For an EXTREMELY soft AH, you could pull a Guns of the South and have neoreactionary time travelers come in to try and nip it in the bud (thinking that it's the root of all modern evil). Have some fictional French town take the place of Rivington.
What’s more likely to happen is that the Comte de Provence, the OTL Louis XVIII, takes power as he was more closely related and hasn’t emigrated.Two thoughts coming to mind on possible subsequent events:
1. Louis-Philippe II, the Duke of Orleans and Louis XVI's cousin (believed by some modern-day scholars and more contemporaries to be one of the main instigators of the March) becomes King in the wake of the massacre, bringing a form of real constitutional monarchy to France well ahead of Louis XVIII in 1814-15, or his son doing so in 1830; or the attack against the immediate Royal Family spirals into a general targeting of all royalists (basically an earlier version of the Terror), and he ends up executed anyway.
What’s more likely to happen is that the Comte de Provence, the OTL Louis XVIII, takes power as he was more closely related and hasn’t emigrated.
An interesting thing I hear is that, Alexander I, surprisingly enough, was actually in favor of a republican government in France. Moreau actually came back to Europe, and that Malet had named Moreau as the leader of a interim French government in case his coup had succeeded.A very late PoD, but perhaps a successful Malet coup?
A few people have already mentioned Lafayette, but do you think his making a successful escape from prison in 1794 would have had a significant impact on events in France? I have Lafayette on the brain since I recently finished listening to a biography of him. My inclination is to say that if he had successfully escaped, the effects for France would have been relatively insignificant: it seems unlikely he would have returned to France very soon and risked recapture and a longer imprisonment (or worse) so in the end he'd probably be waiting on Napoleon and the coup of 18 Brumaire anyway.
I wonder if there's a POD that gets you a republican, federalist France? So much of the Revolution's legacy has been the centralisation of the state, as the nation-state. A Republic that at least tolerates regional differences or even languages would be very distinct from our France.
The problem, I suppose, is that the federalists reached their peak after the war had broken out and during the terror- and it wasn't a particularly strong showing for them even then. It's also worth noting that many federalists weren't federalists at all, but just had the label slapped on them by their enemies. Even if they had won, diffusing authority from Paris is not going to win the war.

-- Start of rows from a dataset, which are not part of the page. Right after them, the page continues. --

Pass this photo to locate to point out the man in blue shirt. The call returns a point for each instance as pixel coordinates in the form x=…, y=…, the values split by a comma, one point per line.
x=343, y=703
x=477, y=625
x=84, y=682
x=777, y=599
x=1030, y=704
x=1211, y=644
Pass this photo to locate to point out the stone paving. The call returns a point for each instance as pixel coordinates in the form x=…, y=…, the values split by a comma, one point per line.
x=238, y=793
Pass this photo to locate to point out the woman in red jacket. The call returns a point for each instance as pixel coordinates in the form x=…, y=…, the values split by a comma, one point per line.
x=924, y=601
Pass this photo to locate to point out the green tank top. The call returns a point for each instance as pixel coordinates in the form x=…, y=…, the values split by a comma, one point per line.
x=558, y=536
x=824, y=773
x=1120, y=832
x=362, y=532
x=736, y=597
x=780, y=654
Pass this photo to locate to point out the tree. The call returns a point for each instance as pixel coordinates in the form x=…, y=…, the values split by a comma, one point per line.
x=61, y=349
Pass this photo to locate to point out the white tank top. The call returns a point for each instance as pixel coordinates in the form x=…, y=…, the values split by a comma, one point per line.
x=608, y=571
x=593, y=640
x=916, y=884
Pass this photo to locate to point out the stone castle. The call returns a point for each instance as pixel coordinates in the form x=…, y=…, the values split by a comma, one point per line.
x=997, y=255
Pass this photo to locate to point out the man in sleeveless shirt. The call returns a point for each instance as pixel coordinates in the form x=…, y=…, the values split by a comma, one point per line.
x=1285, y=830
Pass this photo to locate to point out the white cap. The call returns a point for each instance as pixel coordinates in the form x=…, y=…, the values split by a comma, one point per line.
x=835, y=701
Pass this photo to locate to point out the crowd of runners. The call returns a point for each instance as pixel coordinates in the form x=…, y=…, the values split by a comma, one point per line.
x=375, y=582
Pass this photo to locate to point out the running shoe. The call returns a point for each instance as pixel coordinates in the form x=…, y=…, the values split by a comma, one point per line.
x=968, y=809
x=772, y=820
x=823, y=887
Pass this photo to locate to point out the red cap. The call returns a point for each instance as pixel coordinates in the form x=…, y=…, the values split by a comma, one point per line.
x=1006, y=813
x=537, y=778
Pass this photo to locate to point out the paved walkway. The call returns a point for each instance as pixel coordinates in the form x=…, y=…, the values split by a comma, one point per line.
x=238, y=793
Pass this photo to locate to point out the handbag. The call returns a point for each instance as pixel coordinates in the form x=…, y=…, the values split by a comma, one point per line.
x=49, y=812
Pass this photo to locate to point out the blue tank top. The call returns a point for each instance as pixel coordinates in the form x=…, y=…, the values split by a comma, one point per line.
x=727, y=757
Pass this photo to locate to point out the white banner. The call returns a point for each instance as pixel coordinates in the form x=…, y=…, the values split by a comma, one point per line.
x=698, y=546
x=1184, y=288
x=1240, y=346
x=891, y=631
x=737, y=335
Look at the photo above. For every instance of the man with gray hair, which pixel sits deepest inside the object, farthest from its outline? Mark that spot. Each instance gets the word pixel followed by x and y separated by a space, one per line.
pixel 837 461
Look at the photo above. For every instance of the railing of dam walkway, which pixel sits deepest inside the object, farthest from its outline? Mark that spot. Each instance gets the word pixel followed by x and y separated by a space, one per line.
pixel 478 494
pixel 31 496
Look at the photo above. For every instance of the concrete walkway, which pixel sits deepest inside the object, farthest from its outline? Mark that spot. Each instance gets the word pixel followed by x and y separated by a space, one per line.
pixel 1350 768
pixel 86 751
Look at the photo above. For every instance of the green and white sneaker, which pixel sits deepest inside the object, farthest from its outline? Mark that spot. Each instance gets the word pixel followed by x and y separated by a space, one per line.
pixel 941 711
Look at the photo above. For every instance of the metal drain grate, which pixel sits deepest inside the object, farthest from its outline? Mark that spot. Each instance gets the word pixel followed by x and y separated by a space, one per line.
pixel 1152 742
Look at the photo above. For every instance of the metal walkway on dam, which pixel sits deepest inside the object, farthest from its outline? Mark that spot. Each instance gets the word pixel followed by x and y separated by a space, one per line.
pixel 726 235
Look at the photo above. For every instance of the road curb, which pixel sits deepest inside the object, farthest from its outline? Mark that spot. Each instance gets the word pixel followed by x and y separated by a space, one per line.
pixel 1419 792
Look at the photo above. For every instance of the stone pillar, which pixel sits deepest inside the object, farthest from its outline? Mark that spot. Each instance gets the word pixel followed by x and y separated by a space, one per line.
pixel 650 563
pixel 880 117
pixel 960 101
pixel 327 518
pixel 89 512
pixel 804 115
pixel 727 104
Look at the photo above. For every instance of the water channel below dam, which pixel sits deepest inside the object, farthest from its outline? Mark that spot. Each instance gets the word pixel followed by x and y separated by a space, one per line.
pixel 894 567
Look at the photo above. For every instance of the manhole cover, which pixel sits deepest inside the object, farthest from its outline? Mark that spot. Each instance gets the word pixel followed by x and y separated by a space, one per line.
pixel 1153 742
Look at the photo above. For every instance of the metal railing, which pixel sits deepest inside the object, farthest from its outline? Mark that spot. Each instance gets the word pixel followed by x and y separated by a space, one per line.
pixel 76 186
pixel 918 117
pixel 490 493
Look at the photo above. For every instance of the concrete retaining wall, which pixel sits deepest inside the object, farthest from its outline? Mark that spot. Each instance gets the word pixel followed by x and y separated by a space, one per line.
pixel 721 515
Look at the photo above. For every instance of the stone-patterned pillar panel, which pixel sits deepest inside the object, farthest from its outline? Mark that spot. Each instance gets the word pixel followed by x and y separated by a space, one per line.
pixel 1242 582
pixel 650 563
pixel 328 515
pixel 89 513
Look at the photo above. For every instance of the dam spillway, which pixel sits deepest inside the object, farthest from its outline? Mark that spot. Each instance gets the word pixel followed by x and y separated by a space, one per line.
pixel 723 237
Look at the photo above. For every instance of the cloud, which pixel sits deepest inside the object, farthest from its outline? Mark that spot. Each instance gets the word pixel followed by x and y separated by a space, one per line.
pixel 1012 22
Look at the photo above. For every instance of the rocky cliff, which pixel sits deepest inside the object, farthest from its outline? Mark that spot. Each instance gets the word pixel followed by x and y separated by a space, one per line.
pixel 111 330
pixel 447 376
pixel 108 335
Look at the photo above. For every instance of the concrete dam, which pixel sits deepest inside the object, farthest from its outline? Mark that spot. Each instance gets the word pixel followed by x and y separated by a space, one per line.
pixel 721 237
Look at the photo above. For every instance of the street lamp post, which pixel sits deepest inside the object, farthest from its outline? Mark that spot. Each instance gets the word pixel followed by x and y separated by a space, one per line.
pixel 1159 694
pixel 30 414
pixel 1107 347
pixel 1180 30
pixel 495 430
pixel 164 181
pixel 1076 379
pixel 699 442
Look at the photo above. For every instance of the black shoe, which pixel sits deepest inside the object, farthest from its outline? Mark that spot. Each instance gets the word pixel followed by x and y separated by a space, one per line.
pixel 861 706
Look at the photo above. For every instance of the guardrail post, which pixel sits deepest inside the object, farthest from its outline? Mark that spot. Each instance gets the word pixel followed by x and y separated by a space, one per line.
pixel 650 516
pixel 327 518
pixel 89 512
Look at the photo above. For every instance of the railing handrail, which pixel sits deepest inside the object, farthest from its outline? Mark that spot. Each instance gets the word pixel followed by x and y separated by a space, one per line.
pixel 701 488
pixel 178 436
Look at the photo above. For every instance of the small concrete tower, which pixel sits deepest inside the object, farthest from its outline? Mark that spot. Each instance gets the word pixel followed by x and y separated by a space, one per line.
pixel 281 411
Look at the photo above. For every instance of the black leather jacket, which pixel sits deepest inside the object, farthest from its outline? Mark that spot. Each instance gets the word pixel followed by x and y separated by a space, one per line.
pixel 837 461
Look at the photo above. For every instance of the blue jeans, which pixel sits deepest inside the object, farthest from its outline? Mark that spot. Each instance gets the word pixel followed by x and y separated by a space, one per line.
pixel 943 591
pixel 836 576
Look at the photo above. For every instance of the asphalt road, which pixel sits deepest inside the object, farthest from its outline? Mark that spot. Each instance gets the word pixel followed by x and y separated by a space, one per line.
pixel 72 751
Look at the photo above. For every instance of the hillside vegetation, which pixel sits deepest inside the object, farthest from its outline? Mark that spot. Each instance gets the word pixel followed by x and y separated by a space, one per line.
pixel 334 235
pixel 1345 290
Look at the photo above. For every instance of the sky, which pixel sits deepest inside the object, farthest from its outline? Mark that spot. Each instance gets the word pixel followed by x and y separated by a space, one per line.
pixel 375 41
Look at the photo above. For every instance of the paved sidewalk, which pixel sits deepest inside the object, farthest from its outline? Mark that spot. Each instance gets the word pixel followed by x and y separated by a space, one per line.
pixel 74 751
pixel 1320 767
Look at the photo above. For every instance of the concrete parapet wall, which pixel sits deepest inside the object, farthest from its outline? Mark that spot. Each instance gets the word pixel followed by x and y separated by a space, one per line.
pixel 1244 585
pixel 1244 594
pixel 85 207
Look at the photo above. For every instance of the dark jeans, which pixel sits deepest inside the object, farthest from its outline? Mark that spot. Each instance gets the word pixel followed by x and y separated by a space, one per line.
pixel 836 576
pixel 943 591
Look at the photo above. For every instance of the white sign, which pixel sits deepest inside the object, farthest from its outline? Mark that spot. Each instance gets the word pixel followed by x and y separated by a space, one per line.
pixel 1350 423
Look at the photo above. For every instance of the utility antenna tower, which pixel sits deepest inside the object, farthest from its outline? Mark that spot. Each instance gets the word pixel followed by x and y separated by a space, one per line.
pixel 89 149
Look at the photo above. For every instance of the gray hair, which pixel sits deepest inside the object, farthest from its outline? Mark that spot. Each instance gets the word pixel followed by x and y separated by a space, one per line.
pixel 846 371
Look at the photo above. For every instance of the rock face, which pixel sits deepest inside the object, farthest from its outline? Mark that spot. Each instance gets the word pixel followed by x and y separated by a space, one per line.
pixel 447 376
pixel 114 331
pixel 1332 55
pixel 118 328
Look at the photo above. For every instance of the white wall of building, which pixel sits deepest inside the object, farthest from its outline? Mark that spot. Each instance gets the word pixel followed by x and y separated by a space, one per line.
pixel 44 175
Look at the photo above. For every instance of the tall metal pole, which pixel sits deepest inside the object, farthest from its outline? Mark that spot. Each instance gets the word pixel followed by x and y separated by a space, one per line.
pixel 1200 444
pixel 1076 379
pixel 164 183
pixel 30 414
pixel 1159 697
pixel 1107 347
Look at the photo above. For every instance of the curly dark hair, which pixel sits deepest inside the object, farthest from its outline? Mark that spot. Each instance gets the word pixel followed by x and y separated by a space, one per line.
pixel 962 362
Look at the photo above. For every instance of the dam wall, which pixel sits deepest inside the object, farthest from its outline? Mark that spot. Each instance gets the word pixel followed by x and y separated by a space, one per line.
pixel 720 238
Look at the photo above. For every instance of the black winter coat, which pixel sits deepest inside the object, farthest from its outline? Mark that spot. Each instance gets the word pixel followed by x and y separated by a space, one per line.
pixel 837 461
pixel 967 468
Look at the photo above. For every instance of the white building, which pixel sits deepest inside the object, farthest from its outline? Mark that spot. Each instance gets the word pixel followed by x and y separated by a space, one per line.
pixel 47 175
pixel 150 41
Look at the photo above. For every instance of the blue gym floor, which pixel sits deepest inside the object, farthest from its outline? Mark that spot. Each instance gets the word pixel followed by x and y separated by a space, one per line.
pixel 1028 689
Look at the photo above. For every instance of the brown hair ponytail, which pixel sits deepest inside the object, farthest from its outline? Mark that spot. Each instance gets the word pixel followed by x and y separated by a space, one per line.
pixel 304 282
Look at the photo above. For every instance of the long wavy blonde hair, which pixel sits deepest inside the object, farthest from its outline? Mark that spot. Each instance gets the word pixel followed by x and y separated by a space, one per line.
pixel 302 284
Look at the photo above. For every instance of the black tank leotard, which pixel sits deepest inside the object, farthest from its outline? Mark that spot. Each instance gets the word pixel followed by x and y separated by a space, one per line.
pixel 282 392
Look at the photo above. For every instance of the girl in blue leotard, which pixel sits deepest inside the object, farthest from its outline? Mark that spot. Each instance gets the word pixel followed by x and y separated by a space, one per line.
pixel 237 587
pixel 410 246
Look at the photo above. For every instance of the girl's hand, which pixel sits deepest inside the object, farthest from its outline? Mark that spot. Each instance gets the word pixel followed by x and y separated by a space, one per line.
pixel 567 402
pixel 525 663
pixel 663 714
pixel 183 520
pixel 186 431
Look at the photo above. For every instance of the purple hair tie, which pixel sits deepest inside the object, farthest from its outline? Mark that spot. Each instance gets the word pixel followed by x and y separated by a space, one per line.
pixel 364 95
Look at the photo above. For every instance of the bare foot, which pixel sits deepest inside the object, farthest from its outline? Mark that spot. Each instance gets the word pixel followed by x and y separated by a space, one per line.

Still, I think that's a cultural POD worth exploring.
Very true. And it makes even more sense when you consider that it was a couple decades after his imprisonment before he dipped his toe back into the political waters.After the Field of Mars, I'm not sure there was any route left to him better than exile, internally or otherwise.
I think the difficulty is Paris. Much of the revolutionary energy came from the capital. The Parisian mob was essential in staving off reaction. And they'd definitely include federalism in the scope they need to defend against.
If you can engineer a situation where the revolutionary energy is coming from the provinces, you'll get the material basis for federalism from it. Maybe forces loyal to the directory crush an attempted Jacobin/Napoleon coup and clamp down on Paris while floating a monarchical restoration, leading to radicals in the armed forces who are coming back to the front to seek alternate sources of support in France's secondary cities and promise federalism if they back a march on Paris to deal with the situation?
Good point.
I feel that by 1799, mass revolutionary energy is on the wane. How about something similar but earlier- Artois and Marie Antoinette persuade Louis (or he's dead somehow and there's a reactionary regency) to crush Paris and the National Assembly sometime between 1789 and 1792. Royalist units move in, there's massacres when the population rises, vicious street fighting but the crown manages to hold.
The Parisian leadership scatters into the regions- Lyon, Marseilles, Bordeaux et cetera. Committees of Public Safety begin trying to salvage the revolution in their regions, then awkwardly coordinate- a bit like the Spanish juntas during the Peninsular War.
Eventually, the Revolution triumphs- but now the regional power bases are well established and no one wants to be the first committee to give up their powers to Paris lest their Jacobin/Orleaniste/Girondin rivals don't do the same.
I wonder if there's a POD that gets you a republican, federalist France? So much of the Revolution's legacy has been the centralisation of the state, as the nation-state. A Republic that at least tolerates regional differences or even languages would be very distinct from our France.
The problem, I suppose, is that the federalists reached their peak after the war had broken out and during the terror- and it wasn't a particularly strong showing for them even then. It's also worth noting that many federalists weren't federalists at all, but just had the label slapped on them by their enemies. Even if they had won, diffusing authority from Paris is not going to win the war.
Still, I think that's a cultural POD worth exploring.
@LSCatilina once said at the other place that the federalists tended to be reactionaries.